She Faded into Air
- Author: Ethel Lina White
- Language: English
- Genre: Mystery
- Publisher: Collins Crime Club (UK) Harper Brothers (US)
- Publication date: 1941
- Publication place: United Kingdom
- Media type: Print

= She Faded into Air =

1941 novel

She Faded into Air is a 1941 mystery novel by the British writer Ethel Lina White, originally published by the Collins Crime Club. It received relatively mixed reviews, but White followed it up with her success Midnight House in 1942. Although published at the height of the Second World War, the novel makes no reference to the ongoing conflict, a common feature of wartime mystery and detective novels.

==Synopsis==
Shortly after entering Pomerania House, a converted London eighteenth century mansion now used for business, Evelyn Cross vanishes into thin air.

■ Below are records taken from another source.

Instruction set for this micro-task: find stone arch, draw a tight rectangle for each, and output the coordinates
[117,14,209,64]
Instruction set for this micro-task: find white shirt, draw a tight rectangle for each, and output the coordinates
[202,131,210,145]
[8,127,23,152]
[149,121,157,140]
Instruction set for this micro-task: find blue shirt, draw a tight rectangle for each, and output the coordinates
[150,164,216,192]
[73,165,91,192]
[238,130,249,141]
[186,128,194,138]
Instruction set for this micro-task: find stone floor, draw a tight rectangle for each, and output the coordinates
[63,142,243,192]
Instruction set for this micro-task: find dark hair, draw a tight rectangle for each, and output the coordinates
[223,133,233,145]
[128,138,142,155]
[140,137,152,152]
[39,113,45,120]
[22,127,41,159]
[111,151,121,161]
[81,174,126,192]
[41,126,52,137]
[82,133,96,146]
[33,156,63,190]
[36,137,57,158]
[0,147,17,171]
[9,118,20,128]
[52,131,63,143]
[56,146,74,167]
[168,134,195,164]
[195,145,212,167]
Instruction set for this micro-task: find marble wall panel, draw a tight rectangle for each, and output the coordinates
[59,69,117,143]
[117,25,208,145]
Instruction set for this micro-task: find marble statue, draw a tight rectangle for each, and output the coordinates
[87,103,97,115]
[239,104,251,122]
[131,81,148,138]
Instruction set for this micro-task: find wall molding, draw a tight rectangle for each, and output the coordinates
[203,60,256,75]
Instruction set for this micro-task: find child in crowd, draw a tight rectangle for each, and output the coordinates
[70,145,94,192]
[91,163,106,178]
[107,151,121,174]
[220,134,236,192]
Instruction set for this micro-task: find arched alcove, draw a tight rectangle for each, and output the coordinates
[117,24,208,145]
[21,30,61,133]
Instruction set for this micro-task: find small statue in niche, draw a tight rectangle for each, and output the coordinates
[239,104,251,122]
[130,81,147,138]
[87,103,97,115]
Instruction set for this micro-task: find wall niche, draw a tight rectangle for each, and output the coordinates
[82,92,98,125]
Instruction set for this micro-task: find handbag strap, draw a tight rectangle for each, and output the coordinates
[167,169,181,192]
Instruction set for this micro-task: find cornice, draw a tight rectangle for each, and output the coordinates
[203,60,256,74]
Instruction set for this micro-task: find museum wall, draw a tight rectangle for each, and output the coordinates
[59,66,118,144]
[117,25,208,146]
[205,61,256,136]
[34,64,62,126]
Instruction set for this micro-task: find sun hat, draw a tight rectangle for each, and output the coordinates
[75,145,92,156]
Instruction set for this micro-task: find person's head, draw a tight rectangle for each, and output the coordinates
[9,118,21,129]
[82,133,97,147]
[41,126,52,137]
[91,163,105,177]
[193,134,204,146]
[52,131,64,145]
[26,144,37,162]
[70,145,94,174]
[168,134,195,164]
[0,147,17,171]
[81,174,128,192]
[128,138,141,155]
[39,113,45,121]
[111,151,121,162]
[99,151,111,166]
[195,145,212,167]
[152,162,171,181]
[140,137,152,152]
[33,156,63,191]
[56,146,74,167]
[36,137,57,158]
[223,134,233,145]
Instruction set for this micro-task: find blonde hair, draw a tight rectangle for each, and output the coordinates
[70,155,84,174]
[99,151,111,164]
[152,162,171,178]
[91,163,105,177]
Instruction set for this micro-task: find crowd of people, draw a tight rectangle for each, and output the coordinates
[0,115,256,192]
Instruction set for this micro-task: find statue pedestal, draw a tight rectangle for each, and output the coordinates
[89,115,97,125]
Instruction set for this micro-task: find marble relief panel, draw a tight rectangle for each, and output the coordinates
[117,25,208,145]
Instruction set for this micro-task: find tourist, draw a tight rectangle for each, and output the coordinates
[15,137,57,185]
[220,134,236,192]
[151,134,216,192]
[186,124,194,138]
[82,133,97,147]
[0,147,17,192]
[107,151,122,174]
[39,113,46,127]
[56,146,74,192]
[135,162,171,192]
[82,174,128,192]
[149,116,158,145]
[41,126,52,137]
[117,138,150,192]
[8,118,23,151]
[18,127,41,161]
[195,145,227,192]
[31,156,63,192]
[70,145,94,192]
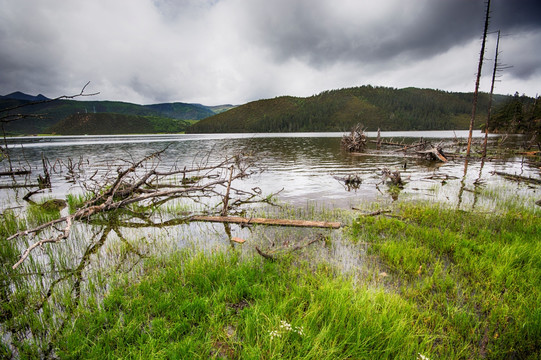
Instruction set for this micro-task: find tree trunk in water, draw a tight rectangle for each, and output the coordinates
[466,0,490,157]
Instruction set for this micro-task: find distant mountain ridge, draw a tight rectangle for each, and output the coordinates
[0,91,232,135]
[186,85,510,133]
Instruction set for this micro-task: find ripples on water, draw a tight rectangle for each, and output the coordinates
[2,131,538,207]
[0,131,539,354]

Due to her prompt assistance in the matter, out-of-work film extra Viola Green is hired as a companion for the daughter of an American millionaire. Several days later Evelyn returns, but is discovered strangled to death. Despite their extra vigilance, the millionaire's daughter is then kidnapped from Pomerania House in similar circumstances.

==Bibliography==
- Peacock, Scott. Contemporary Authors, Volume 167. Gale, 1998.
- Reilly, John M. Twentieth Century Crime & Mystery Writers. Springer, 2015.